Take the titular heroine of the opening film Becks. Played by Lena Hall, she's an aspiring singer-songwriter whose life takes a U-turn when she leaves an unfaithful partner and returns to the safety of her childhood home. Goodbye New York; hello Maplewood! Living with her not entirely open-minded mother (Christine Lahti), she reluctantly rediscovers a life she thought she'd outgrown — and even starts to like it, thanks to a weekend singing gig at an old friend's bar and a chance to give guitar lessons to Elyse (Mena Suvari), the wife of an old high-school enemy.

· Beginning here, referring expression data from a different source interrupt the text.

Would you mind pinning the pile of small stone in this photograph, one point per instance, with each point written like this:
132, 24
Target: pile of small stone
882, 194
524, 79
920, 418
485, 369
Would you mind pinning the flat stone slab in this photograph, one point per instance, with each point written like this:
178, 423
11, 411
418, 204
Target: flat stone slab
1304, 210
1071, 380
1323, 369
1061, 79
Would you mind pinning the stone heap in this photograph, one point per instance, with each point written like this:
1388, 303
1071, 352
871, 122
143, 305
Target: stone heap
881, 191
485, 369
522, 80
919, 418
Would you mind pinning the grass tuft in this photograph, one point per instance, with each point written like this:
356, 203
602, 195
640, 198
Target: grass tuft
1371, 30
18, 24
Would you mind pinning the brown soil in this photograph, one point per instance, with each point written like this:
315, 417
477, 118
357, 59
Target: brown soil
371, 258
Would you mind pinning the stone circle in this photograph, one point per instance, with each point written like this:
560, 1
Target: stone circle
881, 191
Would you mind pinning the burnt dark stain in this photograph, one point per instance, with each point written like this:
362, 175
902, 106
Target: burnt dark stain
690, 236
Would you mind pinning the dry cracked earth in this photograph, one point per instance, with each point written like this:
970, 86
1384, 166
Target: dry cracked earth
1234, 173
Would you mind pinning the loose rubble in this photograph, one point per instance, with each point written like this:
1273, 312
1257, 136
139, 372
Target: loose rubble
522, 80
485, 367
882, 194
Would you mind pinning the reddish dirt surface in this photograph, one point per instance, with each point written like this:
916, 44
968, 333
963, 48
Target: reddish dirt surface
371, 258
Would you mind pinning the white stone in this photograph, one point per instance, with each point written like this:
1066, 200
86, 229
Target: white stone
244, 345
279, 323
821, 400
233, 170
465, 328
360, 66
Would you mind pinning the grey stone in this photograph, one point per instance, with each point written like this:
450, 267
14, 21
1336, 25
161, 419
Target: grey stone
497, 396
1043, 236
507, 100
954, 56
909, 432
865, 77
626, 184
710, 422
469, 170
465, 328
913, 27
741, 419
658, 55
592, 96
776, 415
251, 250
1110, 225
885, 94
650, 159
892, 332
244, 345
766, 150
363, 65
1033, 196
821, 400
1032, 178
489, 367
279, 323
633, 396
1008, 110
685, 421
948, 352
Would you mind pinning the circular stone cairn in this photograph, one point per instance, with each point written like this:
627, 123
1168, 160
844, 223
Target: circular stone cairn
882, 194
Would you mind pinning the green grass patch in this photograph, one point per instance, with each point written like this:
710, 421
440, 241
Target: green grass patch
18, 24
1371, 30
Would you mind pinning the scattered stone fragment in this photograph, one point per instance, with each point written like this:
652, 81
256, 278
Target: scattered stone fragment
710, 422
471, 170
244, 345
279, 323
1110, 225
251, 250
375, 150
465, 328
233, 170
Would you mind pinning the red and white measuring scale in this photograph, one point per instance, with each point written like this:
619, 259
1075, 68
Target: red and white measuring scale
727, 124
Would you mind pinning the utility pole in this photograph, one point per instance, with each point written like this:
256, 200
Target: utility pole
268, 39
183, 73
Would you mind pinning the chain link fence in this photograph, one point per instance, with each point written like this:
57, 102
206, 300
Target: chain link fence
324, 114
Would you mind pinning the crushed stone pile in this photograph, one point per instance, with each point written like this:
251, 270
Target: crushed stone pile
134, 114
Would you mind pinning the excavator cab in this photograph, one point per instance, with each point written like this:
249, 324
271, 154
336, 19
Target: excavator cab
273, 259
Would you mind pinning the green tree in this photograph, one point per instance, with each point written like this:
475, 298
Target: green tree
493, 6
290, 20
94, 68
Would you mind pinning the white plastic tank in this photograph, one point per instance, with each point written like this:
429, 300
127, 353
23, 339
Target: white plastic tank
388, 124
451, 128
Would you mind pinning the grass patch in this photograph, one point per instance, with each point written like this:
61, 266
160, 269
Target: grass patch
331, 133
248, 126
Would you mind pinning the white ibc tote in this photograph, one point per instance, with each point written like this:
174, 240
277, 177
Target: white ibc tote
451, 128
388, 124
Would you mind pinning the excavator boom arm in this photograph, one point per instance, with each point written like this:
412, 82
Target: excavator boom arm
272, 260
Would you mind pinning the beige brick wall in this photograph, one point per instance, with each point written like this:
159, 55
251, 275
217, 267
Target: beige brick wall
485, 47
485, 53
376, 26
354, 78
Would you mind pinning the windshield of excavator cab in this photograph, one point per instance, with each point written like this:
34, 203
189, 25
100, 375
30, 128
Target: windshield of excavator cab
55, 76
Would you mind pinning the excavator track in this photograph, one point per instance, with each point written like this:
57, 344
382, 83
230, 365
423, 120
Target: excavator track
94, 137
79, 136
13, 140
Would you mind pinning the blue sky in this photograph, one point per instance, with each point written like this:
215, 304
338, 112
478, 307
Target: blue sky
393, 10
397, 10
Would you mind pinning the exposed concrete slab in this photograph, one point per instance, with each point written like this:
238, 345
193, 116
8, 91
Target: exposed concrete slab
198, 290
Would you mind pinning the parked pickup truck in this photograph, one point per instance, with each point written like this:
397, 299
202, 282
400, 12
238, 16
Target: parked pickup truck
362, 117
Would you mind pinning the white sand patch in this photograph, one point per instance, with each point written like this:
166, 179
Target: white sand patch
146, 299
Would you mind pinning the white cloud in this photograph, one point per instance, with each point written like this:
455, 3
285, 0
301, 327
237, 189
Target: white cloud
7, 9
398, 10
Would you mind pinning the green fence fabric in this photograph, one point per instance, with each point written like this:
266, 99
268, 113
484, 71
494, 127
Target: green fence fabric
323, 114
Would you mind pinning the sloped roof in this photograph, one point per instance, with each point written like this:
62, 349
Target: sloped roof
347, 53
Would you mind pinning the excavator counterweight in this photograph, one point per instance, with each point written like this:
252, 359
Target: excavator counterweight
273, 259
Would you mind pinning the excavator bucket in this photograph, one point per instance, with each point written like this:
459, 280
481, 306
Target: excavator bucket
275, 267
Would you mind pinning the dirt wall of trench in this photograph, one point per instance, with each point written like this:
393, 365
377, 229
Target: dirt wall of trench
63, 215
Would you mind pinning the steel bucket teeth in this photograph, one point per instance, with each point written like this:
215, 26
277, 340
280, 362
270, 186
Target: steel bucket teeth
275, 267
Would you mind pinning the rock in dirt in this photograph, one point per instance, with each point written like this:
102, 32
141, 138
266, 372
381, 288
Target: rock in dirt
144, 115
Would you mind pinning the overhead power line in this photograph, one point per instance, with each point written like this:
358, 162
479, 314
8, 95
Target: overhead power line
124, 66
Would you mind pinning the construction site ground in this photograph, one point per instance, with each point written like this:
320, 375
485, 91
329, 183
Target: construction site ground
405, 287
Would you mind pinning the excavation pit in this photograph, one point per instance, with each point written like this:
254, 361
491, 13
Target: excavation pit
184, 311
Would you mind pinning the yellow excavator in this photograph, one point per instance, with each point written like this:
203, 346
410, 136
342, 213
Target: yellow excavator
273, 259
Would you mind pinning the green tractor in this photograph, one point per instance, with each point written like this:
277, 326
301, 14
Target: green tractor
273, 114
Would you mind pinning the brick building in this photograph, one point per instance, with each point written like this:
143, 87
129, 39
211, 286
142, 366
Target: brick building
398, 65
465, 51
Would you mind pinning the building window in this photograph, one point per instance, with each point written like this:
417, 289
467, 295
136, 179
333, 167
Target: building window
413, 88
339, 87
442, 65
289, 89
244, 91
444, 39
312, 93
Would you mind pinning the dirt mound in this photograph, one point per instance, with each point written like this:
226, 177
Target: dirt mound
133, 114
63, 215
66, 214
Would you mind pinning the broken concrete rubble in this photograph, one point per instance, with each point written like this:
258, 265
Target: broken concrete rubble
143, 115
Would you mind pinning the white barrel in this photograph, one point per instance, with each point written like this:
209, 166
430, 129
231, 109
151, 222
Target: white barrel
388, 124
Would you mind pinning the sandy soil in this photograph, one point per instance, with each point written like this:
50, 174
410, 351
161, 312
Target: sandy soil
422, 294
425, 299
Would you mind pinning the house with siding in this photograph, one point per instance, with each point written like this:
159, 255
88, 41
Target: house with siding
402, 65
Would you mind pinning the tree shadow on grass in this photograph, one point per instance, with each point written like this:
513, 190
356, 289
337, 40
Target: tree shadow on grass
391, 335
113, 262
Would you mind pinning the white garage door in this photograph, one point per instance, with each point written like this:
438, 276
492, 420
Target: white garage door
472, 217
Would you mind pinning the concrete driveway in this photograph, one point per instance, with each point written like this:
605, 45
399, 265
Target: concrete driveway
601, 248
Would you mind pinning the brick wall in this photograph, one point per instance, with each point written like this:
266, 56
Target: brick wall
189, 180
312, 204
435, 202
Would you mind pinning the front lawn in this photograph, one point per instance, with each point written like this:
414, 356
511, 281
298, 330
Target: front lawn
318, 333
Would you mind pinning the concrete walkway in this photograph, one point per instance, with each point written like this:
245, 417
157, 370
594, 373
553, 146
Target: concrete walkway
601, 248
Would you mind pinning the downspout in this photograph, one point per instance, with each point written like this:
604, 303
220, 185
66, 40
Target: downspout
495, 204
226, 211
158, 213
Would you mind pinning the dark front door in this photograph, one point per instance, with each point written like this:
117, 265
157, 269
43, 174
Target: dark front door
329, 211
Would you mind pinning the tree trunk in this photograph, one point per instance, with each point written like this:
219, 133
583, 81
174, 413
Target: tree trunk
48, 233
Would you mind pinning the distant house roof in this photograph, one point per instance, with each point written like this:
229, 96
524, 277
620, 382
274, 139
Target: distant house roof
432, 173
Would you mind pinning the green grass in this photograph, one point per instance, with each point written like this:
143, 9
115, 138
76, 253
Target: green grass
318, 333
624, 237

Suvari and Lahti are good, but Hall, a Tony Award nominee, carries the film with her singing and her endearingly laid-back performance. St. Louis audiences, though, may be more impressed with the mostly on-target bits of local color. Written and directed by former locals Elizabeth Rohrbaugh and Dan Powell (who also plays Becks' bartender friend), Becks is a portrait of someone who feels like an outsider even in her own hometown. It's not because she's gay; it's because she's stuck in a place where people can't stop talking about Cardinals baseball and where they went to high school.

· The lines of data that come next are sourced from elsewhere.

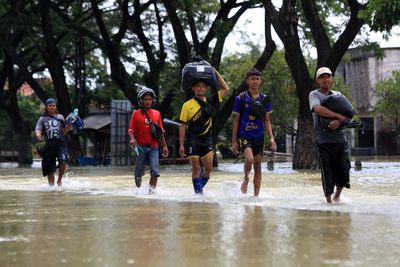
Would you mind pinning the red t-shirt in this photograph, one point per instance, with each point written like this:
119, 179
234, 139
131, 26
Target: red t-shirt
140, 126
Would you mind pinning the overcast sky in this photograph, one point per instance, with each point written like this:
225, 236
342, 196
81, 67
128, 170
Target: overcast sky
255, 31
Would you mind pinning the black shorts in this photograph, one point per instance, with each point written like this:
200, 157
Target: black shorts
53, 152
199, 146
335, 166
257, 146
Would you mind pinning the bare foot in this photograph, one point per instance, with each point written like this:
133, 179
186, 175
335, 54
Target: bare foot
244, 185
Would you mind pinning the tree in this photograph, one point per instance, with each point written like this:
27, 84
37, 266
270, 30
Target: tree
286, 23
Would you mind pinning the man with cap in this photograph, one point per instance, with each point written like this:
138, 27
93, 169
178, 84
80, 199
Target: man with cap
331, 142
145, 142
52, 125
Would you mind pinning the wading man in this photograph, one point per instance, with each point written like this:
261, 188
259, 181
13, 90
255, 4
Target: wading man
331, 140
251, 120
196, 115
54, 128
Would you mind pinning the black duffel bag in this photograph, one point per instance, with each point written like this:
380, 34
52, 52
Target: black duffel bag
340, 104
196, 71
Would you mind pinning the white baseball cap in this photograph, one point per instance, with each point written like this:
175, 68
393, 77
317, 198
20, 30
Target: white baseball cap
323, 70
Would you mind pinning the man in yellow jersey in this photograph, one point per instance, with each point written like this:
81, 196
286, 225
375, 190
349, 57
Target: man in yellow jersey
196, 116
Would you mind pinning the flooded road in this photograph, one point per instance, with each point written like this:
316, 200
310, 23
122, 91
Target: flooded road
98, 218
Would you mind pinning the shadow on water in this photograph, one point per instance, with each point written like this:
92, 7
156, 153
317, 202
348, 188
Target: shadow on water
98, 218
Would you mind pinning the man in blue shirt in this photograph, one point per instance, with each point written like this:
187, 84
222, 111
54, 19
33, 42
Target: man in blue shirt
251, 119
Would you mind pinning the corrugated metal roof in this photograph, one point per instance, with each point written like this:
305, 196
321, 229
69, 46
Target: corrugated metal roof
97, 121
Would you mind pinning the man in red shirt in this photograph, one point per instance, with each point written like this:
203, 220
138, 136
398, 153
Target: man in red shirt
143, 140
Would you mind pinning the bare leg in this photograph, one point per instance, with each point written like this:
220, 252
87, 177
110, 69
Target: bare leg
336, 196
249, 160
257, 174
50, 178
153, 184
61, 171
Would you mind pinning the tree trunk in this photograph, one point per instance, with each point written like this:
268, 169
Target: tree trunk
23, 132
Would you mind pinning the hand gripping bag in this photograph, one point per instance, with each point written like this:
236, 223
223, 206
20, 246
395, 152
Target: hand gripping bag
197, 71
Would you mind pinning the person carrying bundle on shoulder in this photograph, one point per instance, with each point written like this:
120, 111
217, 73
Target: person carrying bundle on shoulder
330, 138
196, 119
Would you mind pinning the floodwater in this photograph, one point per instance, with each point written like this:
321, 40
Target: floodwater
98, 218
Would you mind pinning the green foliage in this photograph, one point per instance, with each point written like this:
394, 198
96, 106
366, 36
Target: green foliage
276, 82
389, 98
382, 15
7, 136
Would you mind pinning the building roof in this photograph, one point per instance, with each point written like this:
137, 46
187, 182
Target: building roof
97, 121
103, 120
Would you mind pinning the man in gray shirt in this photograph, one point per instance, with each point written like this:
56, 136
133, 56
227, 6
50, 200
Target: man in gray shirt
331, 140
52, 125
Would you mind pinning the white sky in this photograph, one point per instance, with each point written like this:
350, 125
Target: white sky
252, 22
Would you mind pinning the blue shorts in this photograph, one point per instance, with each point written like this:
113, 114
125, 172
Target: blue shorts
198, 146
150, 156
257, 146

Becks represents a generation of gay women and men coming out in a time where their sexuality is relatively accepted, even in God-fearing Cardinal Nation. For Sam Cooper, the neurotic hero of After Louie, that's a difficult thing to accept. As played the incomparable Alan Cumming, Sam is a veteran of the 1980s AIDS scare, and he's a little resentful of younger men who didn't share those dark days. An artist, he's nostalgic for his time as an activist, obsessing over a memorial to a friend who died three decades earlier, and frustrated by friends who no longer dwell in the past.
When he begins a purely physical relationship with Braeden (Zachary Booth), his bitterness and sense of mortality escalate, alienating his friends and forcing him to re-evaluate a lifetime of political awareness. After Louie is a spotty but ambitious film, a digest of four decades of gay culture held together by Cumming's irresistibly cranky charm (and New York accent).

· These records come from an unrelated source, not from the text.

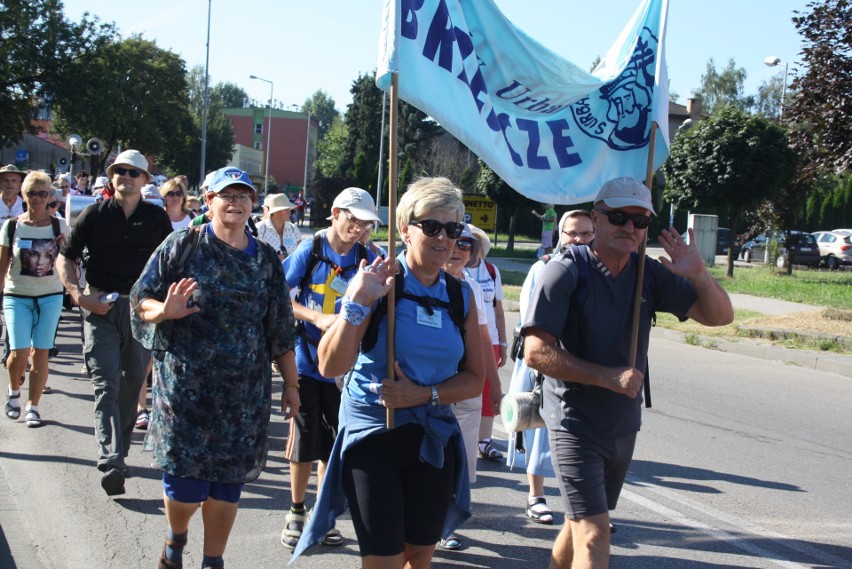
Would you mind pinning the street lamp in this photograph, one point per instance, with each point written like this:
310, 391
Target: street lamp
773, 61
268, 132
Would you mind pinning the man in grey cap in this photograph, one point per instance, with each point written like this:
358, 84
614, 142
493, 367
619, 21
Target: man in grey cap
318, 272
577, 333
11, 204
114, 238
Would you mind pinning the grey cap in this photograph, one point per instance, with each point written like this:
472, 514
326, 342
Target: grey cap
625, 192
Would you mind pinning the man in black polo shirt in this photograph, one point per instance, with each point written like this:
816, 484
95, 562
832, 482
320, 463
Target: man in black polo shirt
114, 239
592, 401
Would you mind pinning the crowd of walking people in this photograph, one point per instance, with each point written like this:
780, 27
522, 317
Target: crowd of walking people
194, 297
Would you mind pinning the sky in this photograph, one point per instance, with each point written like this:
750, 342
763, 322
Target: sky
326, 44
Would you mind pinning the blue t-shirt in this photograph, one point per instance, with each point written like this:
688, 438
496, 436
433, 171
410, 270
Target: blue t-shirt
326, 287
605, 328
428, 348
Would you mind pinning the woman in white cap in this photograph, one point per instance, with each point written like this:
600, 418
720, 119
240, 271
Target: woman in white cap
276, 228
173, 193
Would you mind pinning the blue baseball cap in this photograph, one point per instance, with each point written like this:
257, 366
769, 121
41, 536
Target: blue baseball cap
229, 176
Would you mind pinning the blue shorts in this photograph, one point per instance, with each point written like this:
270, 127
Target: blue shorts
32, 321
191, 491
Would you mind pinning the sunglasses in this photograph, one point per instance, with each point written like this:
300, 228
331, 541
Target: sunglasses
620, 218
132, 172
432, 228
231, 198
464, 245
358, 223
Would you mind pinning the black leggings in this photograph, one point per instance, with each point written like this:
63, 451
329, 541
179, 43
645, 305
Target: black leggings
395, 498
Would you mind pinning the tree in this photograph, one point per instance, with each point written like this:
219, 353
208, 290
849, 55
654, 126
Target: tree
730, 161
128, 91
821, 110
490, 184
323, 110
719, 88
37, 48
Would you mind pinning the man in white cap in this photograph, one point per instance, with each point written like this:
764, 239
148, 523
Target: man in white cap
119, 234
578, 330
318, 273
11, 204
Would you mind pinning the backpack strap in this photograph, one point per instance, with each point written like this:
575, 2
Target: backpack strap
455, 307
492, 272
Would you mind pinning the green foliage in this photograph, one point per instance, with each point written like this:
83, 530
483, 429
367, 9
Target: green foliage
129, 91
323, 110
724, 88
822, 108
38, 49
331, 151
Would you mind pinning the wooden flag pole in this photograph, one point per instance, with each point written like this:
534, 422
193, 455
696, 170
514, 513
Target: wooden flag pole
640, 270
393, 184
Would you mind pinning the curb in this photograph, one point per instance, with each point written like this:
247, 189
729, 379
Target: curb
807, 359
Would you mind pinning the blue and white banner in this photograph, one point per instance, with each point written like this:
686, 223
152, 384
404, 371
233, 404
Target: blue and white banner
552, 131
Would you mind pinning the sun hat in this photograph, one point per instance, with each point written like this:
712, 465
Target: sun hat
278, 202
130, 158
12, 169
484, 241
229, 176
467, 233
358, 202
625, 192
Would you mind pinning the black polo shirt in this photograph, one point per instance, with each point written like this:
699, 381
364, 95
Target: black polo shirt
115, 248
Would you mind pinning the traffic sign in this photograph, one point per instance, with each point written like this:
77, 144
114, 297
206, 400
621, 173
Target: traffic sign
480, 211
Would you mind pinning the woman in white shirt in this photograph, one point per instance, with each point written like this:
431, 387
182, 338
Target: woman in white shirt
276, 228
173, 193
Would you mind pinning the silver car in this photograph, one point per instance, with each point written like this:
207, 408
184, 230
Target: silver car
835, 248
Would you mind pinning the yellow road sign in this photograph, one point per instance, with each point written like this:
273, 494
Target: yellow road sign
480, 211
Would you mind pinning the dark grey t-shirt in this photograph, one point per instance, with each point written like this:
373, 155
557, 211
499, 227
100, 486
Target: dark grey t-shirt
604, 321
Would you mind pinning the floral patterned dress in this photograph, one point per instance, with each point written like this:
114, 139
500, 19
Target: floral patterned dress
213, 388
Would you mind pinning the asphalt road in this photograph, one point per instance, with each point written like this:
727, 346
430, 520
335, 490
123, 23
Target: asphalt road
742, 462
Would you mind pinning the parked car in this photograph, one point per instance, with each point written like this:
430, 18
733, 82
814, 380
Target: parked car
803, 250
723, 241
835, 248
754, 248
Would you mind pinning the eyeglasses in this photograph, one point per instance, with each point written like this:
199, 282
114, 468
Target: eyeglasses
464, 244
581, 235
359, 223
620, 218
132, 172
231, 198
432, 228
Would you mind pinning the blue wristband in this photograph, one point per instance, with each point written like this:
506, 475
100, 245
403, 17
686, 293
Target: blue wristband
353, 312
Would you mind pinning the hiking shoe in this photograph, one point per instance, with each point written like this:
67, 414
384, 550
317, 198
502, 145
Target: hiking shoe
113, 481
33, 419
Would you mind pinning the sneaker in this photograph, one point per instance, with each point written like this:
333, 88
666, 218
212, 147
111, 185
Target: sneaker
113, 481
12, 411
294, 524
142, 420
33, 419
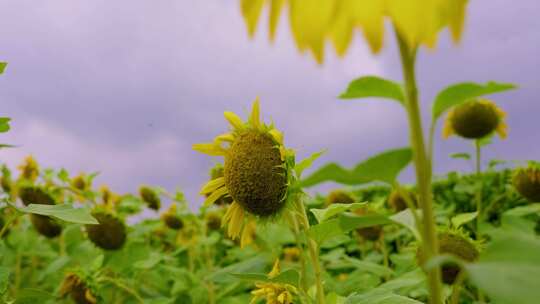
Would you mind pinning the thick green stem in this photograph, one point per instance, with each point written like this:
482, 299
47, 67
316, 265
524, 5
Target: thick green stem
423, 168
313, 254
480, 184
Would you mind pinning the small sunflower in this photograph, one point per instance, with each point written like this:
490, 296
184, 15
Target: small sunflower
339, 197
274, 293
527, 182
475, 119
257, 171
458, 244
79, 287
150, 197
29, 169
397, 202
110, 233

Finally, for a valuable lesson in American history, The Lavender Scare describes how homosexuals were systematically removed from government jobs and the military for being "security risks" during the Cold War era, despite not a single case of a gay man or woman ever being accused of turning over government secrets or being blackmailed over their sexuality.
Directed by Josh Howard and based on a book by David Johnson, it's a fast-paced, disturbing depiction of small-mindedness turned into political edict. Told in the Ken Burns style, with letters and diaries read by Cynthia Nixon and Zachary Quinto, among others, The Lavender Scare is a capsule history of Cold War hysteria and a classic example of a political witch hunt. Stories of careers cut short and loyal Americans driven to suicide are recounted by those who suffered the sanctioned persecution, as well as by the bureaucrats who wielded the brooms.
And if you think these stories of ruined careers and lives are just tales from a less enlightened time, stick around to the very end for a footnote about how the State Department — and the current White House — have addressed this chapter of history. Short answer: a dignified apology from one administration, a typically crass response from another.